Air-gapped networks represent the highest level of network isolation — complete disconnection from any external networks including the internet and corporate IT. For government and defense organizations handling Controlled Unclassified Information (CUI), sensitive compartmented information (SCI), or classified data, air-gap provides the only path to AI capabilities without compromising security classifications.
However, building AI systems in air-gapped environments presents challenges that don't exist in connected deployments:
Despite these challenges, air-gapped AI deployment is not only possible — it's required for many government and defense use cases. This guide covers the complete framework for successful deployment.

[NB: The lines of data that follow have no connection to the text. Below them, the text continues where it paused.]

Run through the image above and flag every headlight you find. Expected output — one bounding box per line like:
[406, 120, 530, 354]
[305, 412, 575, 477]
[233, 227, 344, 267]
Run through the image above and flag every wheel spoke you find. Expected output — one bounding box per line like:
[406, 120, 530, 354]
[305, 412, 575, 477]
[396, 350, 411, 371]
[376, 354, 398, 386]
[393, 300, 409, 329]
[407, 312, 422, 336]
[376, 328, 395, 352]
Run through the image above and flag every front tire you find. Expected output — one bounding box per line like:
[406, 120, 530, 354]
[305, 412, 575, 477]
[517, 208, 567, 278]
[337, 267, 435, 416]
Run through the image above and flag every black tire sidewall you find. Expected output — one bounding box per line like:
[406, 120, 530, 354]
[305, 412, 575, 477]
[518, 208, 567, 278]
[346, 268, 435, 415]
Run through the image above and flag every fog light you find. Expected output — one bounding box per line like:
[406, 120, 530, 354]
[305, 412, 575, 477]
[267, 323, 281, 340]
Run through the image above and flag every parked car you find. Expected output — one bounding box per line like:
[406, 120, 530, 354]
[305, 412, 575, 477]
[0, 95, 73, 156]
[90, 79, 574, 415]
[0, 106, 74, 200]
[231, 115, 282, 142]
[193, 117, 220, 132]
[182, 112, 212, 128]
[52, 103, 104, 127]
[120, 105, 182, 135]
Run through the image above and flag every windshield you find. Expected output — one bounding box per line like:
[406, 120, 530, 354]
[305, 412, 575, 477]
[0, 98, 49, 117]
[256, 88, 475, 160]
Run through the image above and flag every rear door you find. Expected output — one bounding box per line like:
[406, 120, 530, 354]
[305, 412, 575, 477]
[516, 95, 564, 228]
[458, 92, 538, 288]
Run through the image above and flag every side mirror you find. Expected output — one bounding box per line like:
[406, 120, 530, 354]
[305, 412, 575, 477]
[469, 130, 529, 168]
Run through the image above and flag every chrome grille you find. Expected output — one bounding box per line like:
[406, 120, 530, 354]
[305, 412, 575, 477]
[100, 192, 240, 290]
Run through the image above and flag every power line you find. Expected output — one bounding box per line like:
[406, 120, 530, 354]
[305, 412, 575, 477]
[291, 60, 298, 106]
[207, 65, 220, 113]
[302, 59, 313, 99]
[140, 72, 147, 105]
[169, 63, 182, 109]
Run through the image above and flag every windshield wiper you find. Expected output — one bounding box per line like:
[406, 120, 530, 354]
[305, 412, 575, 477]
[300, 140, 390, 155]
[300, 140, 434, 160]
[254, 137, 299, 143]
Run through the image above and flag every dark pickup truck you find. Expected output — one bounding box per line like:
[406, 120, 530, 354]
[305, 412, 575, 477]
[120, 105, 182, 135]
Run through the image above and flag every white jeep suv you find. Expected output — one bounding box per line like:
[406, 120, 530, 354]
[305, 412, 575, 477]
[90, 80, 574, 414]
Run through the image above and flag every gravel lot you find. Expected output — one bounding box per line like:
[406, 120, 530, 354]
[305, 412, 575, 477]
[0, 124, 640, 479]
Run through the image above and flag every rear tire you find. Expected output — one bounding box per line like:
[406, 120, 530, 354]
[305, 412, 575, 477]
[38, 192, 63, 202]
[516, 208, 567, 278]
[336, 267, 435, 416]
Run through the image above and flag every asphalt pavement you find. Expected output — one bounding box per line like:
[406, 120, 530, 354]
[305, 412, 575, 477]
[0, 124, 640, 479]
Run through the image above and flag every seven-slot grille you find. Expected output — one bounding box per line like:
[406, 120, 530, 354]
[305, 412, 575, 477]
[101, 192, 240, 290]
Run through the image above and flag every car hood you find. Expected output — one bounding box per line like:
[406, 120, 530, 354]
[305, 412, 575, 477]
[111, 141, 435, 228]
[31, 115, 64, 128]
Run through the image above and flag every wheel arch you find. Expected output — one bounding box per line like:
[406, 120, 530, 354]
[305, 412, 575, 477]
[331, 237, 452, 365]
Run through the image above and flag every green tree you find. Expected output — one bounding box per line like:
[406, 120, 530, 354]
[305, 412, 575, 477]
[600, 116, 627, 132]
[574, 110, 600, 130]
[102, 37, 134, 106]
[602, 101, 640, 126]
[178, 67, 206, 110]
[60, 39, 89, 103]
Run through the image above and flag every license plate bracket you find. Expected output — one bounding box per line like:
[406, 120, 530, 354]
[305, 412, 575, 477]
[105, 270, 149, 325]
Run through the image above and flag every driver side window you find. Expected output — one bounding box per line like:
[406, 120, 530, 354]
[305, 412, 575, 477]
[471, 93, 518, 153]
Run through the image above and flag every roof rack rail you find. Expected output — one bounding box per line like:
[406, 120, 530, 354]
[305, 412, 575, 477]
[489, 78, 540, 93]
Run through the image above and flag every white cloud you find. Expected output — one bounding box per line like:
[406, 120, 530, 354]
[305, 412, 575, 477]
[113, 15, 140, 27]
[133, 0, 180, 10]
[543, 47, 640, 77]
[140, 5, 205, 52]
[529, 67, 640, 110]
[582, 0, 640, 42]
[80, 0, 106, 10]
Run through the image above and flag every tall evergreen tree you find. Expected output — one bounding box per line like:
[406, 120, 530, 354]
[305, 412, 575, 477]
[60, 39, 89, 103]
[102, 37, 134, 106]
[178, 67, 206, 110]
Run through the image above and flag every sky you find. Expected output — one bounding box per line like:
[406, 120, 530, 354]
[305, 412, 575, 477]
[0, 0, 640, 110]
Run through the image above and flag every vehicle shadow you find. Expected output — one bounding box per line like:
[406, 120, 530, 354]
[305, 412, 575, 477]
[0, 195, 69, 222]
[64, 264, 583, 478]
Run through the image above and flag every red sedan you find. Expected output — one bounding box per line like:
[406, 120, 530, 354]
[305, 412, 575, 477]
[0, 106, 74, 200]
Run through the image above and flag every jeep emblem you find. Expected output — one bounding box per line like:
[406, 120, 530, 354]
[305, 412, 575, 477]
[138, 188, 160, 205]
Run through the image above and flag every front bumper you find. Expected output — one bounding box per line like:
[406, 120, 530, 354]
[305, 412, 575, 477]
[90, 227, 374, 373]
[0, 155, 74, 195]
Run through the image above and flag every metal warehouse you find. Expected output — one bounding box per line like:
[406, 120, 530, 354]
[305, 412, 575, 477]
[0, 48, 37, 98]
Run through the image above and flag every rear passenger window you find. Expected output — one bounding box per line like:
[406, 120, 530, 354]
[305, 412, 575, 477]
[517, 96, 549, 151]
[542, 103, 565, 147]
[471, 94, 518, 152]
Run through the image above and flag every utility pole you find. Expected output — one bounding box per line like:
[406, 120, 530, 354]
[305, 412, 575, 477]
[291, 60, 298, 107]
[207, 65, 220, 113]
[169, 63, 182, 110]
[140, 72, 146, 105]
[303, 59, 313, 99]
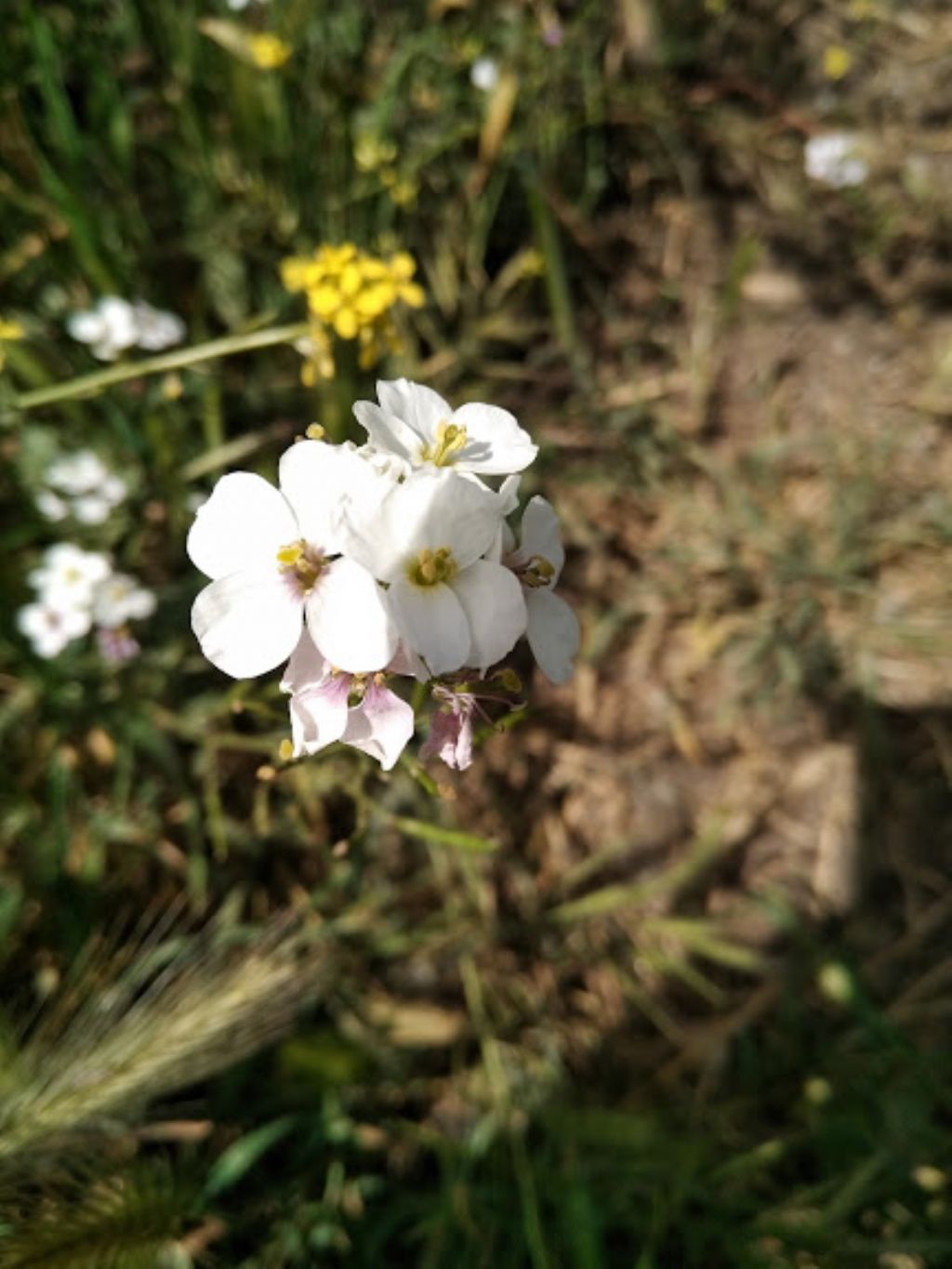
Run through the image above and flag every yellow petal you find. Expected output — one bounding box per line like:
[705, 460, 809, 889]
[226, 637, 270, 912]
[307, 282, 340, 321]
[334, 309, 361, 338]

| Data Classification | Network Requirement | AI Deployment Implications |
|---|---|---|
| Public Information | No restrictions | Cloud AI acceptable if no PHI/CUI involved. |
| Federal Contract Information (FCI) | NIST SP 800-171 minimum | CMMC Level 1 or 2 required. On-premise preferred, cloud acceptable with FedRAMP Moderate + BAA. |
| Controlled Unclassified Information (CUI) | NIST SP 800-171 full controls | CMMC Level 2 required. On-premise with segmentation. Some scenarios require IL4 or higher. |
| Secret | Semi-Secret Network (SSTT) | Air-gapped AI required. Approved hardware and software only. No external connectivity ever. |
| Top Secret | TS Network | TSA-certified AI systems only. Compartment-specific access controls. Highly restricted transfer mechanisms. |
CMMC 2.0 establishes cybersecurity requirements for defense contractors handling federal contract information. Understanding how CMMC applies to AI systems is essential for compliant deployment.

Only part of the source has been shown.